In our studies of polarity establishment in C. elegans embryos, in order to successfully pierce the chitinous shell and vitelline membrane while minimizing damage to the embryo, the tip of an injection pipette must be both strong and small. To accomplish this, we fabricate quartz reinforced carbon nanopipettes (CNPs). Quartz capillaries were pulled to a tip of 174 ± 59 nm and then reinforced with an interior layer of carbon. Figure 1 (a) summarizes the protocol steps for creating these CNPs. These CNPs were used previously to inject dyes and secondary messengers into epithelial cells, as well as to measure cell membrane potential. They allow for the direct injection of small molecules with minimal damage to, and maximal temporal control over the embryos. In addition, un-reinforced quartz capillaries were pulled to obtain a smooth ~15 µm tip to serve as ‘holding’ pipettes to maintain an embryo’s position during injection, as well as to allow withdrawal of the CNP after drug delivery, as presented in Fig. 1 (c) and (d). Both CNPs and holding pipettes can be fabricated with high reproducibility with in batches (~80 for the CNPs, no limit for the holding pipettes).

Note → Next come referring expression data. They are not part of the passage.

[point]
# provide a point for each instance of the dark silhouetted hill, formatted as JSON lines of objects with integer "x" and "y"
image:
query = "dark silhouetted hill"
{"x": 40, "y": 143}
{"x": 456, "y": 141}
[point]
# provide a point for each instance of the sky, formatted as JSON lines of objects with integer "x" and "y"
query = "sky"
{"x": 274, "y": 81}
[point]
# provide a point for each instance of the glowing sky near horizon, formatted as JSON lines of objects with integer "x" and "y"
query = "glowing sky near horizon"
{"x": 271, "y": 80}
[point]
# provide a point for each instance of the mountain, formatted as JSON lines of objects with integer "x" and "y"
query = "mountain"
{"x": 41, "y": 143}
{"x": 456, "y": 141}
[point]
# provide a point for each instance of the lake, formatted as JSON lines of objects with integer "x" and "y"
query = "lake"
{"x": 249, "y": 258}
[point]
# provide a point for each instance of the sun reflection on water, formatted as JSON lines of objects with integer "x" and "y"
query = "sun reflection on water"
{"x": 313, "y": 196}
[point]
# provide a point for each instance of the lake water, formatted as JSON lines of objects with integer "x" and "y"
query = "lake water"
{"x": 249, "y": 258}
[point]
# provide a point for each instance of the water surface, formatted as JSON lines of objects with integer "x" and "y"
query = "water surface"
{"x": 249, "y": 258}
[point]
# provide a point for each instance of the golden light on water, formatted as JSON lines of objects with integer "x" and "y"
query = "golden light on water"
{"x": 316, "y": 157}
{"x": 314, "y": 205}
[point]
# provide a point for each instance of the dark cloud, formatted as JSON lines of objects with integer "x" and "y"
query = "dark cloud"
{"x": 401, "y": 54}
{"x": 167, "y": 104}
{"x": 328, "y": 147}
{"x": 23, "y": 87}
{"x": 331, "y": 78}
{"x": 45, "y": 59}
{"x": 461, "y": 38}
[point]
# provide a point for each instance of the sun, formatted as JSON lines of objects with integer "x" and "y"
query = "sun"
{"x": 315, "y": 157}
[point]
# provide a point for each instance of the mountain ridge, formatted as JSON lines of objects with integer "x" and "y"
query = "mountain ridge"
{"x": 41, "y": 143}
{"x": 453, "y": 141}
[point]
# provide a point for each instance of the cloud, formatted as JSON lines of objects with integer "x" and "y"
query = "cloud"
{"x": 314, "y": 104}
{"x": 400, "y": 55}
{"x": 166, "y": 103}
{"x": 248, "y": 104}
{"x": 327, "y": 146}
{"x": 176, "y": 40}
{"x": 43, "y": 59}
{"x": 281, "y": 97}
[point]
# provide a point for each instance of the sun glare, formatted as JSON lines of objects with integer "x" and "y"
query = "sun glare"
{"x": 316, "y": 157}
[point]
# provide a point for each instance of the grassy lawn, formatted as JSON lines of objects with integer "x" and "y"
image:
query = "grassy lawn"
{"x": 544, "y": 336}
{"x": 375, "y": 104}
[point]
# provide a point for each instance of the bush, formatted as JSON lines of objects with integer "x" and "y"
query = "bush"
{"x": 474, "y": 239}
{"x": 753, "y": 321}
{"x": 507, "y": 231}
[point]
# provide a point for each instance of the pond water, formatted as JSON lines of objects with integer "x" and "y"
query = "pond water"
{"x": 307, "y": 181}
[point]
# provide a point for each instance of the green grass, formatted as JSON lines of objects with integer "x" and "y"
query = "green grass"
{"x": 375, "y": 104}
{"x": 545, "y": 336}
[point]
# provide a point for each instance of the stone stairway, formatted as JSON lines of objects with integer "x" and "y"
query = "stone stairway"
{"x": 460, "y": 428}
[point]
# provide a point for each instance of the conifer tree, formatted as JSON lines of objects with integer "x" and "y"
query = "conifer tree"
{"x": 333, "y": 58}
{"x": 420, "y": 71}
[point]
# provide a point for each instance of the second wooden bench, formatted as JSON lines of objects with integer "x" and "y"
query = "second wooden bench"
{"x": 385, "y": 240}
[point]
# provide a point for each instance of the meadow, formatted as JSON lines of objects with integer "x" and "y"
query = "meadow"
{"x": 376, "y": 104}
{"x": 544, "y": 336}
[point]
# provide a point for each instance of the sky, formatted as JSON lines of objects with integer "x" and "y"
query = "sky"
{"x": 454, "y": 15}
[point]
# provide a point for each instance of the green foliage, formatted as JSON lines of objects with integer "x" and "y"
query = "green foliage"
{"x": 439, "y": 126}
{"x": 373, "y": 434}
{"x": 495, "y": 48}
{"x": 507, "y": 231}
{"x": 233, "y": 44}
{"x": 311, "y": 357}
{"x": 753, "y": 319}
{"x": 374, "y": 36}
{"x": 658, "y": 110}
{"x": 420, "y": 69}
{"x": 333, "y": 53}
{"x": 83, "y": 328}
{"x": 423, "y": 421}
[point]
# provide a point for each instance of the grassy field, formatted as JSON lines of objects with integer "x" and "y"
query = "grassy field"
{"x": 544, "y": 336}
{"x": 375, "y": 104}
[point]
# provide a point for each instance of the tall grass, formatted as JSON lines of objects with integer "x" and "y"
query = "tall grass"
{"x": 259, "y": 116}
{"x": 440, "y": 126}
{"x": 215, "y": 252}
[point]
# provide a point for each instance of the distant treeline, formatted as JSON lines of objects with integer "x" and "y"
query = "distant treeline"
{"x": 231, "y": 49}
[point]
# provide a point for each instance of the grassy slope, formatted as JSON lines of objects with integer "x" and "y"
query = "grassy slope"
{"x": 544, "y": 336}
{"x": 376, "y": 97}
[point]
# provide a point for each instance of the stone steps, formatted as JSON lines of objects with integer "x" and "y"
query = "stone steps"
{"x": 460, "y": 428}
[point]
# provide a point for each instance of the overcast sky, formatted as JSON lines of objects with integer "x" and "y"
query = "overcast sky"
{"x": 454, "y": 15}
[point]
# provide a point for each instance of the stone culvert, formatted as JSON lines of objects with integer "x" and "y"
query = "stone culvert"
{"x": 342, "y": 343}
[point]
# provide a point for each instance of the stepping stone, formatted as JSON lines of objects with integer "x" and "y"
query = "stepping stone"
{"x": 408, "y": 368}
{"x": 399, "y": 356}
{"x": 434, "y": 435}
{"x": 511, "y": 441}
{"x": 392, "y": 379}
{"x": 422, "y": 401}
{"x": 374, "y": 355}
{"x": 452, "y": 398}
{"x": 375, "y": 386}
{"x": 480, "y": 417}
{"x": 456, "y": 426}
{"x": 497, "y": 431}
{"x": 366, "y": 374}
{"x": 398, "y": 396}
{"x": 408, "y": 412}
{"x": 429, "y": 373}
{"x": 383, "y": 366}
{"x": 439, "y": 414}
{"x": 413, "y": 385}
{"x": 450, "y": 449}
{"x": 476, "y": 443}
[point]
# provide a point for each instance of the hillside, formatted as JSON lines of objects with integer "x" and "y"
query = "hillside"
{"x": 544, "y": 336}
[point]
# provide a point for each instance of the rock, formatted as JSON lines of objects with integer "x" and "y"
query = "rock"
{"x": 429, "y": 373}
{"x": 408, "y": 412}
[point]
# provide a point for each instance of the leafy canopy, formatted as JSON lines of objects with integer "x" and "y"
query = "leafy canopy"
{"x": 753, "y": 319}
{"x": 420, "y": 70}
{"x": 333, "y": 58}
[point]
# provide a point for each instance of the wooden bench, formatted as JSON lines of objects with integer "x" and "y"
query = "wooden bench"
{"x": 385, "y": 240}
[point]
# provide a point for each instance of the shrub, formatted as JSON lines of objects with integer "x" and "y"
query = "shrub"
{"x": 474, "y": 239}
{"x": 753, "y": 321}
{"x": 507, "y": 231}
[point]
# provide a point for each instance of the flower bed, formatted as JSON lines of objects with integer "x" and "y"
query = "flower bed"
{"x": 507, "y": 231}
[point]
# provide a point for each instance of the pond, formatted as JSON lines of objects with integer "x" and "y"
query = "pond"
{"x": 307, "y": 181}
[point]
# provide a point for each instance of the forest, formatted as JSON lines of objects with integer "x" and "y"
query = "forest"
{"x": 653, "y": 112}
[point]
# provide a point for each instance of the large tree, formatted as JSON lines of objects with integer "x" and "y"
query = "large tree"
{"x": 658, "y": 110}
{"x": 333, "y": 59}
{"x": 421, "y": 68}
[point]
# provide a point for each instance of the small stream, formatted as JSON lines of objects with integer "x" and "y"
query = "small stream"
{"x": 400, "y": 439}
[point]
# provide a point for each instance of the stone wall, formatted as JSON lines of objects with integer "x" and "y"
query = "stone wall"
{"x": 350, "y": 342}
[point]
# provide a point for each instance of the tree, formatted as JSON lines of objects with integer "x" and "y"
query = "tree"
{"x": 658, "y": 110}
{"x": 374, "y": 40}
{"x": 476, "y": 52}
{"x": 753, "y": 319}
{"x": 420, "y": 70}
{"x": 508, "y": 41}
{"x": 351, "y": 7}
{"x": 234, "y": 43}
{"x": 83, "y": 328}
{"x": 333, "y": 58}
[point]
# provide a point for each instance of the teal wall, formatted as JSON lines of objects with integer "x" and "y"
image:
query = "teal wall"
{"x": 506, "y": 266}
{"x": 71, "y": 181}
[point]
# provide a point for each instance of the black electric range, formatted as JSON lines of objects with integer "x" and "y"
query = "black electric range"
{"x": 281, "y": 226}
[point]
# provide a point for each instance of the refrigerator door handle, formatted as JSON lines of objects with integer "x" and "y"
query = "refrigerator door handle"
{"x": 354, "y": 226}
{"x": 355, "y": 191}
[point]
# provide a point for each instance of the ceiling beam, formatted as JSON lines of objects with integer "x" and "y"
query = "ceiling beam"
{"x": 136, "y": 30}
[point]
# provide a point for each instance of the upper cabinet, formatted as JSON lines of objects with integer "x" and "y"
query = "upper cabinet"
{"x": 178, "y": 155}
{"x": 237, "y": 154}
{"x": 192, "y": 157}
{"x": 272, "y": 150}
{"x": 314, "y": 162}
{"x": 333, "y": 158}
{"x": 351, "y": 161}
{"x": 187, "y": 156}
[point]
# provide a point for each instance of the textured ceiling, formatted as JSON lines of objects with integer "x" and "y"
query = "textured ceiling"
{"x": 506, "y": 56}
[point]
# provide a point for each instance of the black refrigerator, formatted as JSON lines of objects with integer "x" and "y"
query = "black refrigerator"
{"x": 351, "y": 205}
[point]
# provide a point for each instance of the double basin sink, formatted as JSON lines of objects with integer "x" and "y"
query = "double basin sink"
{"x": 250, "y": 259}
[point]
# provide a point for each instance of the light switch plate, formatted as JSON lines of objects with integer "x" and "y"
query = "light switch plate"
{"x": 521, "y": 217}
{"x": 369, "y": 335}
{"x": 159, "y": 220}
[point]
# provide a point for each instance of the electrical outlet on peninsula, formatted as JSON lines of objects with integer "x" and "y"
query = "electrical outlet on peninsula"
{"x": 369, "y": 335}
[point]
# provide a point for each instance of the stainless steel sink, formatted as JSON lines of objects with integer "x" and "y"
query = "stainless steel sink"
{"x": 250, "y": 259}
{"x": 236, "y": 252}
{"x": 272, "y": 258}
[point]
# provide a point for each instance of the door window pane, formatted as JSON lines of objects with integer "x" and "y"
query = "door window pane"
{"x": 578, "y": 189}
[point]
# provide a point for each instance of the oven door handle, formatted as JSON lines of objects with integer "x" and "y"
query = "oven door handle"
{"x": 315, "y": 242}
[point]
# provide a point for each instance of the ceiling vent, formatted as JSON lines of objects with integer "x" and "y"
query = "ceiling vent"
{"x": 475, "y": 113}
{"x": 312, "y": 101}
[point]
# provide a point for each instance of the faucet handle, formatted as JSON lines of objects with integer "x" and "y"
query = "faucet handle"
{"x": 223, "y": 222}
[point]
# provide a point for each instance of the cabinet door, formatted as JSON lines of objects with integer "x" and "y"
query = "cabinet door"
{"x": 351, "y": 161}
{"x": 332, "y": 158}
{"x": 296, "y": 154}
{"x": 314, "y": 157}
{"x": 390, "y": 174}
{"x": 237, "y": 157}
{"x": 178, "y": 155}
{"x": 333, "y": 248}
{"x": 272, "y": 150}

Carbon NanoPipette (CNP) fabrication and experimental configuration.
(a) Fabrication procedure of the CNPs. Quartz capillaries are filled with Fe(NO3)3 catalyst and left to dry, then pulled into pipettes of desired geometry. Carbon is grown within the pipette using chemical vapor deposition. (b) SEM images of the pipettes before and after carbon deposition. Scale bars are 100 nm. (c-d) Sketch and microscopy images of the experimental configuration: a quartz holding pipette is used to immobilize the embryo during injection and light suction applied through the holing pipette allows for the retrieval of the CNP. Scale bar in (d) is 10 μm, injection occurs approximately at t = 0:15 (min:sec).